Realised this morning that, until today, my brain has always merged Sweeney Todd and Jack the Ripper into the same person. My brain clearly has a compartment for Gory English Murderers from Olden Times and it’s squished them both together. It’s only when I googled Jack before writing this & wondered why wikipedia didn’t refer to the hairdressing that I realised what my brain had done. The internet also says that Sweeney is fictional?! Pshaw. Next thing you know they’ll be saying Jack Sparrow isn’t real, either.

(You know I write fantasy, not history, right?)

Anyway, that’s a roundabout way of saying that I’ve had a great week and it started in Brick Lane, overlooking the spot where Jack (Ripper, not Sparrow) is said to have murdered Elizabeth Stride. That was the view from the flat I stayed at on Saturday, visiting a friend in London. I confess that as soon as she said goodnight and left me on the sofabed I snuck over to the curtains and peered out, imagining Johnny Depp beneath my window, slashing away with those scissor hands of his. Goodnight, Johnny. Please don’t murder me in my sleep.

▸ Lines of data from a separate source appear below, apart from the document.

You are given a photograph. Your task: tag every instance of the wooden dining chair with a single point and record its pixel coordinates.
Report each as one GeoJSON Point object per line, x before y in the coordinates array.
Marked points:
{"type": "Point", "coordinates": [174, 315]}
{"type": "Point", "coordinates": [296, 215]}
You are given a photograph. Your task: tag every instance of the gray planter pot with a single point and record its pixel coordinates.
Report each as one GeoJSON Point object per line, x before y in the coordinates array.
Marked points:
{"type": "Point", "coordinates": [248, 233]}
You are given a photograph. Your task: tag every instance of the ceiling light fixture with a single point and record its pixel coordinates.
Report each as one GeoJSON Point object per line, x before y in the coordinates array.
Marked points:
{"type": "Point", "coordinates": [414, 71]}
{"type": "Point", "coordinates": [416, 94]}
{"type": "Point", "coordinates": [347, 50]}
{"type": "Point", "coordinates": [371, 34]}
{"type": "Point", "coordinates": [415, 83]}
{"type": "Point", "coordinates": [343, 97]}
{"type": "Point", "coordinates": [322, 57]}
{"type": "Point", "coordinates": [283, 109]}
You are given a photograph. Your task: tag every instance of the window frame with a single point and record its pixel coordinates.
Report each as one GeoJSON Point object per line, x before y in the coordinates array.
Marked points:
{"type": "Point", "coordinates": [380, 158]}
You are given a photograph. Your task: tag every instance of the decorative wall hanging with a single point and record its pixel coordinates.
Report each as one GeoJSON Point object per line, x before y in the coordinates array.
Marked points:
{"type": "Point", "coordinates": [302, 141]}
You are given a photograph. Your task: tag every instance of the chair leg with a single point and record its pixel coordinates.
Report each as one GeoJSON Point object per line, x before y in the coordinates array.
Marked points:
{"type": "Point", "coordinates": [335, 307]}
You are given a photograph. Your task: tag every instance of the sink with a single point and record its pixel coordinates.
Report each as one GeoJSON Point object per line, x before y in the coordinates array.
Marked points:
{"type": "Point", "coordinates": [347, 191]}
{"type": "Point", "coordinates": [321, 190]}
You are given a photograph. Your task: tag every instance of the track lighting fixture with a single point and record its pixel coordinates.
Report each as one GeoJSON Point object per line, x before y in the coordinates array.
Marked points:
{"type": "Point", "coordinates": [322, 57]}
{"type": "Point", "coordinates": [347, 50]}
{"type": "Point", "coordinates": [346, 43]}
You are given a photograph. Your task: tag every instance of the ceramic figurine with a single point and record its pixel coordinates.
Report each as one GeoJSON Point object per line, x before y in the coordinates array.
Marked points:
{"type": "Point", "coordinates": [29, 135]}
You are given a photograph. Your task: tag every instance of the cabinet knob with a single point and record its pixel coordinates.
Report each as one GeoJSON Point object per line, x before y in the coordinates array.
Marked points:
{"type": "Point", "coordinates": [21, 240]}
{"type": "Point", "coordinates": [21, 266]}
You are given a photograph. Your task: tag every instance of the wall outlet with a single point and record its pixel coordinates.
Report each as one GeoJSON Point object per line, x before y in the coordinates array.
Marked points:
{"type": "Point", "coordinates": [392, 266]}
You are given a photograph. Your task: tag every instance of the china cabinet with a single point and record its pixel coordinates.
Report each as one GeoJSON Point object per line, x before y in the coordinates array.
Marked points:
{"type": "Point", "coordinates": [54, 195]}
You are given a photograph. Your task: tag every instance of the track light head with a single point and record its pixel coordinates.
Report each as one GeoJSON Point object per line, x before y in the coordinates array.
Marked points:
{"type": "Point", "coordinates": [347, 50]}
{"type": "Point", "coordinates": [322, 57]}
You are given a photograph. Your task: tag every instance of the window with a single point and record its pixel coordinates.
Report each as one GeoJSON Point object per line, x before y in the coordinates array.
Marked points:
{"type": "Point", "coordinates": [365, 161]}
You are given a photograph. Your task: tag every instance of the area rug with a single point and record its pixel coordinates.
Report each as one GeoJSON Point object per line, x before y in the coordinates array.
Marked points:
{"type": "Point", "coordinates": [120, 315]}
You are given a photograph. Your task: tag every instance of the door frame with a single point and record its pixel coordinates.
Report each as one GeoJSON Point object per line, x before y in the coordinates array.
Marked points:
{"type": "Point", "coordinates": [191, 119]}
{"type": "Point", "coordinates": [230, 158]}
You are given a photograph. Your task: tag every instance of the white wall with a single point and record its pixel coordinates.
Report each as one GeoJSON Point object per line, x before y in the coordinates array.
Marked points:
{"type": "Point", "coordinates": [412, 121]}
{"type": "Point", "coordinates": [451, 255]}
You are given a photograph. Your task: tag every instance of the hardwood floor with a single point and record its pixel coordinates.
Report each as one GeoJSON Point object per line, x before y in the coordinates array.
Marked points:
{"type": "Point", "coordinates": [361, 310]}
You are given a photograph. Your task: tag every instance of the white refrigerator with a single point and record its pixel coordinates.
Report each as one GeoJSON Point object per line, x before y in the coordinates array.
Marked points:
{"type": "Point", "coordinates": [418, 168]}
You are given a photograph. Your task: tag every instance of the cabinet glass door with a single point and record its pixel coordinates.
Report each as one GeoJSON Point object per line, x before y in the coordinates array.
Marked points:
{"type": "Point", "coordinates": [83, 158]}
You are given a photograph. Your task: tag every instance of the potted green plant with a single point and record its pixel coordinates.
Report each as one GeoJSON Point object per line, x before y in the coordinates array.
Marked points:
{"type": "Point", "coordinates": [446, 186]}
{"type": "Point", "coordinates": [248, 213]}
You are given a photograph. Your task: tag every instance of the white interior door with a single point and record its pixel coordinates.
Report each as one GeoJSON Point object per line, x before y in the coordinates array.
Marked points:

I survived, and proceeded to eat my bodyweight in street food at the Sunday market – dumplings, kitchoori, ackee & saltfish, ethiopian salad, jamaican goat curry – I was too full for cake afterwards. A personal first.

Our amble along the Thames (kept referring to it as the Taff – whoops) coincided with a blimp flying* past Tower bridge and I thought I was in Fringe’s alternate universe. Yes, I basically spent the weekend pretending imaginary men were real. They do say that travel expands one’s creativity. And that was the point of my trip – to get away from home for a while, then come back all refreshed & write write write.

It worked. I’m writing faster than I ever have before and getting right into the heart of the story. This possibly helped by the death of my iphone last week (I drowned it. whoops. knocked a glass of water onto it in my sleep) – not being able to go on the internet at any moment is definitely good for my focus. Plan is to finish this draft by the end of next week – gulp – wish me luck! Send me words. Lots of words. Not adverbs though, they are Frowned Upon.

(*Do blimps fly? that seems to vigorous a word for their stately fatness).